Table of Contents
Context: A recent “India Business Corruption Survey 2024” highlighted 66% of business entities admitting to paying bribes, with 54% stating they were coerced to expedite government processes, obtain permits, ensure compliance, or acquire duplicate licenses.
India’s Business Sector: Compliance Reforms Initiated by the Government
- Jan Vishwas (Amendment of Provisions) Act, 2023: Decriminalized 180 provisions related to imprisonment clauses that were burdensome for businesses and entrepreneurs.
- Aimed at improving the ease of doing business by reducing legal complexities.
- Jan Vishwas 2.0 (Announced in Budget 2025): Proposes to decriminalise around 100 additional provisions.
- Seeks to streamline business compliance and reduce regulatory friction.
- Labour Code Reforms: Consolidated 29 colonial-era labour laws into 4 labour codes (the Code on Wages, the Industrial Relations Code, the Occupational Safety, Health and Working Conditions Code, and the Social Security Code – yet to be implemented).
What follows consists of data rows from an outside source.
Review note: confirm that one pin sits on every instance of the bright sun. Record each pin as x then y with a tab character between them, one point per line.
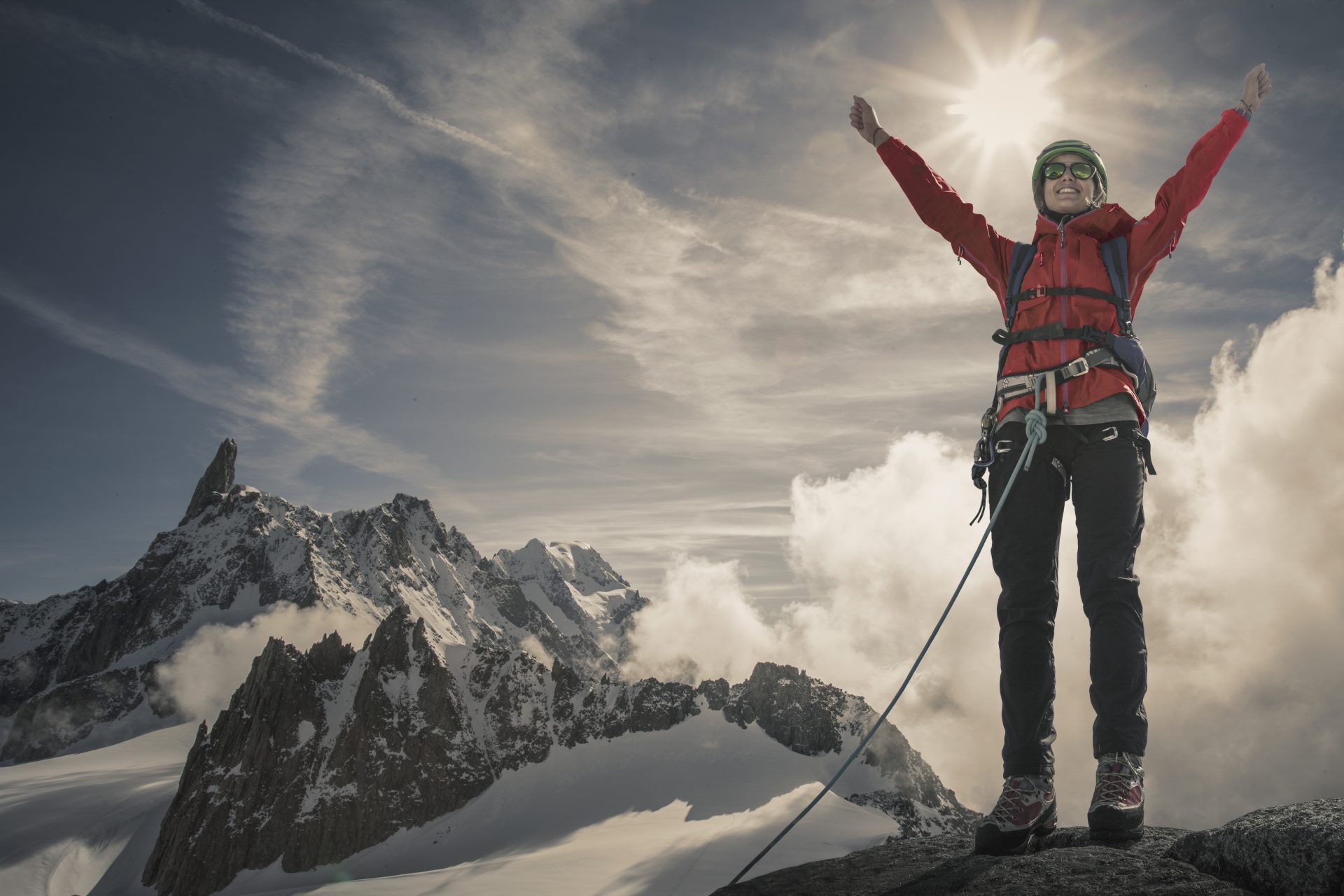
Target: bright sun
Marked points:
1014	101
1012	105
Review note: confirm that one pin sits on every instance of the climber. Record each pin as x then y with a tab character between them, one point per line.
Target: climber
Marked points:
1068	300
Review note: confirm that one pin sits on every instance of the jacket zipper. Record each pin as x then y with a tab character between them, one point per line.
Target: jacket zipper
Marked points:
1063	309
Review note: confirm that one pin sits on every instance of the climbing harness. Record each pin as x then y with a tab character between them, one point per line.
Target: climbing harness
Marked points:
1035	435
1120	351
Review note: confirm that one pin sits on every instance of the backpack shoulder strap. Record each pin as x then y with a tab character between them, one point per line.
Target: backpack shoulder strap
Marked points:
1022	255
1114	255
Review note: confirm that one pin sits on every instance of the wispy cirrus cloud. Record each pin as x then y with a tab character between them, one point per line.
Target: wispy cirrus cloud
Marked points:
315	431
248	83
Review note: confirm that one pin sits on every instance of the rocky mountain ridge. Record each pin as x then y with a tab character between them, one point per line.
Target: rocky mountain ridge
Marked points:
326	752
83	666
1282	850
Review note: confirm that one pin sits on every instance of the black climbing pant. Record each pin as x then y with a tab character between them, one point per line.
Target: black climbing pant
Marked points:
1105	466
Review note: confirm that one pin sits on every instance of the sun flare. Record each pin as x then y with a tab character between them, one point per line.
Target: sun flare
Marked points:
1014	104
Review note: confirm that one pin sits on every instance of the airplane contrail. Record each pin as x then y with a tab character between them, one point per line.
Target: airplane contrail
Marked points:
371	85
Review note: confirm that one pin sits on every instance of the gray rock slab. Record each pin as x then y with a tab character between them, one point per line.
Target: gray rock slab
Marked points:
1281	850
1069	864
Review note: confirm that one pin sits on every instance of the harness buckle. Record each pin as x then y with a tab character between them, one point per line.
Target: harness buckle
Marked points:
1077	367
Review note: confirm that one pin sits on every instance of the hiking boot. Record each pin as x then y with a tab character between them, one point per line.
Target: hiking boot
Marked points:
1117	809
1026	811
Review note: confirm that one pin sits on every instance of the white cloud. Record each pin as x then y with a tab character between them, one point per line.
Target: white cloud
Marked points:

- Intended to simplify and modernise labour regulations.
- Digitalisation Efforts: Introduction of Digi Locker for verified document storage to simplify regulatory approvals.
- Proposed ‘One Nation, One Business’ Identity System to reduce the need for multiple identifiers and improve compliance efficiency.
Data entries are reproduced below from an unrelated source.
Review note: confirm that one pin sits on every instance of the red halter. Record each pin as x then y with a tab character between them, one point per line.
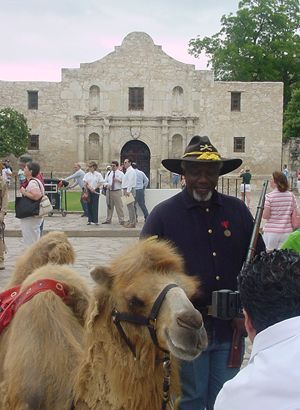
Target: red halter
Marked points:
12	299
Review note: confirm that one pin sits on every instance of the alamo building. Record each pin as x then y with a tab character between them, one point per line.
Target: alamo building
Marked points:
139	102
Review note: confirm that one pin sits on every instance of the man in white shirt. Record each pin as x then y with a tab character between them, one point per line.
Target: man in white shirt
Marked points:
113	184
128	186
77	176
270	294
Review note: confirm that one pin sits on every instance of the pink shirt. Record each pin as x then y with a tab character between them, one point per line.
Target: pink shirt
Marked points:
282	205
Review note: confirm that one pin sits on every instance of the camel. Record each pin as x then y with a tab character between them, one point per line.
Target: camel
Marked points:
51	248
101	371
56	249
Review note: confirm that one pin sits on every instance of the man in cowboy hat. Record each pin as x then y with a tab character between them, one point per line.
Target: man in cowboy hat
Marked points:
212	231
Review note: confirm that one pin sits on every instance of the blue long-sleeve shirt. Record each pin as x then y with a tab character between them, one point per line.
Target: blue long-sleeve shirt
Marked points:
213	240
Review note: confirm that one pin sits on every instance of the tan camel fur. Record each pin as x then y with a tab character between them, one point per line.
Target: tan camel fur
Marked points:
46	360
44	345
51	248
110	378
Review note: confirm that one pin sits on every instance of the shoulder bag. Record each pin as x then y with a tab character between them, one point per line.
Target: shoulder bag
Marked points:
26	207
45	203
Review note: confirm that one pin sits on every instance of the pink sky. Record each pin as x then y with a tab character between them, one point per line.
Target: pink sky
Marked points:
40	71
39	38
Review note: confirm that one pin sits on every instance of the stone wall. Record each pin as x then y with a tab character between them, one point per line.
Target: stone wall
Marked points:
86	115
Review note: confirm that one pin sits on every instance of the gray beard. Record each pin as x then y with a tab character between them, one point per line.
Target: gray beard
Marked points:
201	198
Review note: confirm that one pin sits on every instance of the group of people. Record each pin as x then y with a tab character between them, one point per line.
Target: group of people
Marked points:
212	232
120	185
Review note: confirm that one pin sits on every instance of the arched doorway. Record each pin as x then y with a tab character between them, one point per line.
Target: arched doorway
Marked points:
139	152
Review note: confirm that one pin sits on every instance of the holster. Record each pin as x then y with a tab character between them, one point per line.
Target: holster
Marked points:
236	351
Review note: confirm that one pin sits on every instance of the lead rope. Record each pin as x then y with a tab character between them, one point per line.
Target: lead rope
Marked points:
166	382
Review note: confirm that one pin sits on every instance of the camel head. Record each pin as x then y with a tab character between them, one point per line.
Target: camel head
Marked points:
133	282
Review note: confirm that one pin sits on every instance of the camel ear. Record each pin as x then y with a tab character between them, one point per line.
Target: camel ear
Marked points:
102	276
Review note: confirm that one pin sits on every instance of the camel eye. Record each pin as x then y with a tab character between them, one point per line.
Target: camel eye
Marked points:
135	302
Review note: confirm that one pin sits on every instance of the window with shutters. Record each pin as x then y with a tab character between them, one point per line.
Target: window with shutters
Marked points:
33	142
33	100
239	144
235	101
136	98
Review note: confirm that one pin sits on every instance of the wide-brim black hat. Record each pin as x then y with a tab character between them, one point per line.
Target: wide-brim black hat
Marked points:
200	150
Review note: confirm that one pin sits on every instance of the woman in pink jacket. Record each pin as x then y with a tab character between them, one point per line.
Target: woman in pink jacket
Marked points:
280	205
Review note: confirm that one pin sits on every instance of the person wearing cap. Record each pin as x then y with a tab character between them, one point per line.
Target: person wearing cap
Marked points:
212	231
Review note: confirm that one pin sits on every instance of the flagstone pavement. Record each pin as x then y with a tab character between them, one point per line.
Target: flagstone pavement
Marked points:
94	245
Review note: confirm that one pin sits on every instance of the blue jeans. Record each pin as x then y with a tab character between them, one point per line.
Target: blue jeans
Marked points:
140	199
84	206
203	378
92	206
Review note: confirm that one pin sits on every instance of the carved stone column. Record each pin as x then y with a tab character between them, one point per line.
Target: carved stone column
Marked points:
164	139
106	141
190	132
81	154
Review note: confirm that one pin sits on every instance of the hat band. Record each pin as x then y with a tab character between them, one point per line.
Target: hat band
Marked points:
212	156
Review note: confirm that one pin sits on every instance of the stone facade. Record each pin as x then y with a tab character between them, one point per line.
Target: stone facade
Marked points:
87	116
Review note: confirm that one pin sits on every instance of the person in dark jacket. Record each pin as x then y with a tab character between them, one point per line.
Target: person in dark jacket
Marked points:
212	231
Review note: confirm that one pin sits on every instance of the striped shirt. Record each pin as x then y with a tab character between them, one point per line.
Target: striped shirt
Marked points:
282	205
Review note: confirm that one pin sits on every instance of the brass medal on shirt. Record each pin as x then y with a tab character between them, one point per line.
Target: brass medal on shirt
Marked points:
227	233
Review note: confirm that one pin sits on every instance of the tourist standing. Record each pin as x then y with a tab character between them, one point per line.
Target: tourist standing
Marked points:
3	210
280	204
113	184
78	176
93	180
128	187
31	226
270	295
142	182
285	171
245	185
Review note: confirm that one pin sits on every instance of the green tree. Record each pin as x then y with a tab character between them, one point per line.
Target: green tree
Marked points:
259	43
291	127
14	132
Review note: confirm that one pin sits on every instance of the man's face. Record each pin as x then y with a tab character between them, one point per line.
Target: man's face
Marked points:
201	179
126	163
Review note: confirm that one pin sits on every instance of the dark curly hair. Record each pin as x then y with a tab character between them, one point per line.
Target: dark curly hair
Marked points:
270	288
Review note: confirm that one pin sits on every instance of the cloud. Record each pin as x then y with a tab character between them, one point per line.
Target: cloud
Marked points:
68	32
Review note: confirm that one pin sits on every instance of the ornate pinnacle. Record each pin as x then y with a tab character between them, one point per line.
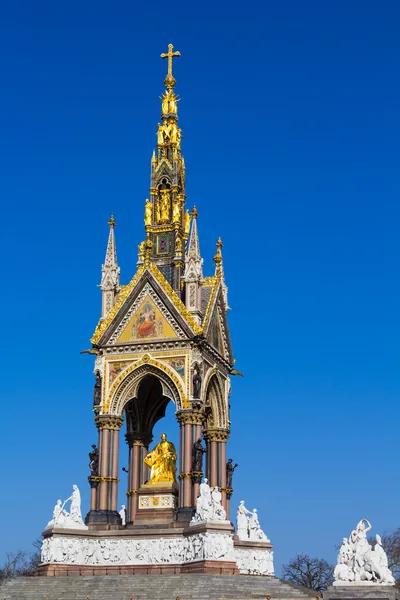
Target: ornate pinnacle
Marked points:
148	246
218	255
170	79
218	258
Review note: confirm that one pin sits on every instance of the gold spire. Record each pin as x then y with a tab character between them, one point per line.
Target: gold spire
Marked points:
170	79
218	258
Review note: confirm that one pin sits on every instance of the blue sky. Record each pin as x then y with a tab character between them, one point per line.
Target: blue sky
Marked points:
291	125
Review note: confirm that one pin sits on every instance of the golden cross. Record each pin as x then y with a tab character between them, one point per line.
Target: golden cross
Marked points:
170	55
Issues and Challenges in in India’s Business Sector
- Persistent Red-Tapism and Bribery: Regulatory officials exploit compliance provisions to extract bribes.
- Complex and Frequent Regulatory Changes: Over 9,420 compliance updates in the past year (~36 daily).
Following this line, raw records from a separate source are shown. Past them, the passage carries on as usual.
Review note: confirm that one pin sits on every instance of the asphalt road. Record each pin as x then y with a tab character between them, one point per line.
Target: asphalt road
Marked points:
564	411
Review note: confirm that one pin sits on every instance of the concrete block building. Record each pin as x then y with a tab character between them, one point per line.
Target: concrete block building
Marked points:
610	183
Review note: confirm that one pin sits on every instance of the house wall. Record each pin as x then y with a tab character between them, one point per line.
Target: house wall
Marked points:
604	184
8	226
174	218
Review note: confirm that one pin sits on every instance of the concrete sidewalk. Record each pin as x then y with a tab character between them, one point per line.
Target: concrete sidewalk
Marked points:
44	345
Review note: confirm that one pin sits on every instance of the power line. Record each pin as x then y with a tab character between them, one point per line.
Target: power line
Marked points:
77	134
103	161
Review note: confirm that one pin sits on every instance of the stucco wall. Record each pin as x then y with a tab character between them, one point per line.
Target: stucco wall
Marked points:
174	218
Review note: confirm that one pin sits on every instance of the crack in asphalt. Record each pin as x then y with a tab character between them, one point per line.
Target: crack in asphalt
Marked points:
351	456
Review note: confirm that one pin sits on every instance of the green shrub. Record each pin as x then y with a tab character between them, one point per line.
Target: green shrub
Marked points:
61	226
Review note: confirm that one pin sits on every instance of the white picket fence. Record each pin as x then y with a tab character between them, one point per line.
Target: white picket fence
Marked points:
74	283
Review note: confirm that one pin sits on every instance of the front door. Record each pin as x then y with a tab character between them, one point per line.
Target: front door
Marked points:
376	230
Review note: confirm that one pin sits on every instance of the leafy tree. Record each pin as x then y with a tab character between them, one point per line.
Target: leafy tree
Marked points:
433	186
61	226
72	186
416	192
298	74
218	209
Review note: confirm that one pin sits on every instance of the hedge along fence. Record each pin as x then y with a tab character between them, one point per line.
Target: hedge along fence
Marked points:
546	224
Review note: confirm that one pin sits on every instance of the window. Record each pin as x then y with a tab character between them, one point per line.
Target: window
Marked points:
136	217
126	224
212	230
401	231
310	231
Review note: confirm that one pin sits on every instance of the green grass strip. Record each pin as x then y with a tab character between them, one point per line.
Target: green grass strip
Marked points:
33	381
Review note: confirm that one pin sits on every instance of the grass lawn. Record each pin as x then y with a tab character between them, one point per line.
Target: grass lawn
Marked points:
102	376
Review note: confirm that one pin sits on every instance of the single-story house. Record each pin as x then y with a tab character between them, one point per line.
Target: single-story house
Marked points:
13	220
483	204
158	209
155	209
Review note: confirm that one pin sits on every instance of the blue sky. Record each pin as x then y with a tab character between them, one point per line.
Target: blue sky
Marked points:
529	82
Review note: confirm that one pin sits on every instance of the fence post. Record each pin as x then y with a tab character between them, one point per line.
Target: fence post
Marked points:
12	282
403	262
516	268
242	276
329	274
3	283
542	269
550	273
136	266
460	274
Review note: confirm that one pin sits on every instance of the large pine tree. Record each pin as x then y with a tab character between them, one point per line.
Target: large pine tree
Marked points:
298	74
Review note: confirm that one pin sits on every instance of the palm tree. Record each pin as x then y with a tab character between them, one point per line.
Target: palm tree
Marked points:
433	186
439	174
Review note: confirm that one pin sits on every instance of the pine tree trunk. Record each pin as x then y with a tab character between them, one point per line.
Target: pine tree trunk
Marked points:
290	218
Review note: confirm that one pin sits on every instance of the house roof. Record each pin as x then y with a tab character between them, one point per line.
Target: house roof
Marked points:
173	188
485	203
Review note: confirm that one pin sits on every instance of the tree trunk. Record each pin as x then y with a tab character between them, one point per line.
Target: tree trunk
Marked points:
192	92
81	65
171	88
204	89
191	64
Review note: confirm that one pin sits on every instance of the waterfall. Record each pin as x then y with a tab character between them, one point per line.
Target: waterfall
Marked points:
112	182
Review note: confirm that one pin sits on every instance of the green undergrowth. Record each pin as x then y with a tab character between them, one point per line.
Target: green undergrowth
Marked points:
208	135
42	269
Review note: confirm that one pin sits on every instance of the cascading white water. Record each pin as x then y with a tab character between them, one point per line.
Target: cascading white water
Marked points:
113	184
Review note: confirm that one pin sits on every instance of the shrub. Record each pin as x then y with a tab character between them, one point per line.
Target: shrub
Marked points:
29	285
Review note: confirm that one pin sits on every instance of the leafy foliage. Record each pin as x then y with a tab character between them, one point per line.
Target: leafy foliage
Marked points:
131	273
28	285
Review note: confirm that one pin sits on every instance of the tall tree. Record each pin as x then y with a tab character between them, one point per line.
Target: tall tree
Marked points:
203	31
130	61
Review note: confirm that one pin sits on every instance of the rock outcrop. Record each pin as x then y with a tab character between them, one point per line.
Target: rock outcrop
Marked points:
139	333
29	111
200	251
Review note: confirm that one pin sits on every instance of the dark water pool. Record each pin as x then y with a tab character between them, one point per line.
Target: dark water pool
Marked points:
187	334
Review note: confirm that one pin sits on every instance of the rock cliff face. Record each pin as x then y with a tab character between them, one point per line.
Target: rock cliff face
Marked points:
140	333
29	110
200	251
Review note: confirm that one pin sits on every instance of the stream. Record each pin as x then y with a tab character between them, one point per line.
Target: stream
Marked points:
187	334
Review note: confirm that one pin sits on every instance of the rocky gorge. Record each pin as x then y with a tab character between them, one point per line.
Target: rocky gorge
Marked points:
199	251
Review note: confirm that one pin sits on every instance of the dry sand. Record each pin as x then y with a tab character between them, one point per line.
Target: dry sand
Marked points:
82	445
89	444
- Creates confusion, increases compliance costs, and fosters corruption opportunities.
- Implementation Gap in Labour Reforms: Despite consolidating 29 labour laws into 4 labour codes, they remain unimplemented.
- Delays in state-level adoption undermine the effectiveness of reforms.
- Lack of Accountability Among Inspectors: Inspectors have excessive discretionary powers to threaten businesses with penalties or shutdowns.
- No clear grievance redressal mechanism for businesses facing unjust action.
- Fragmented Business Identity System: Businesses must maintain 23+ identifiers (e.g., PAN, GSTIN, CIN) from different authorities.
- Periodic renewals and varying requirements create inefficiencies and increase operational costs.
Implications
- Deterrent to Foreign Investment: 80% of respondents in the EY-FICCI survey believe corruption hinders FDI inflows.
- Loss of competitiveness in the global investment landscape.
- Increased Cost of Doing Business: Bribery and unofficial payments increase business costs.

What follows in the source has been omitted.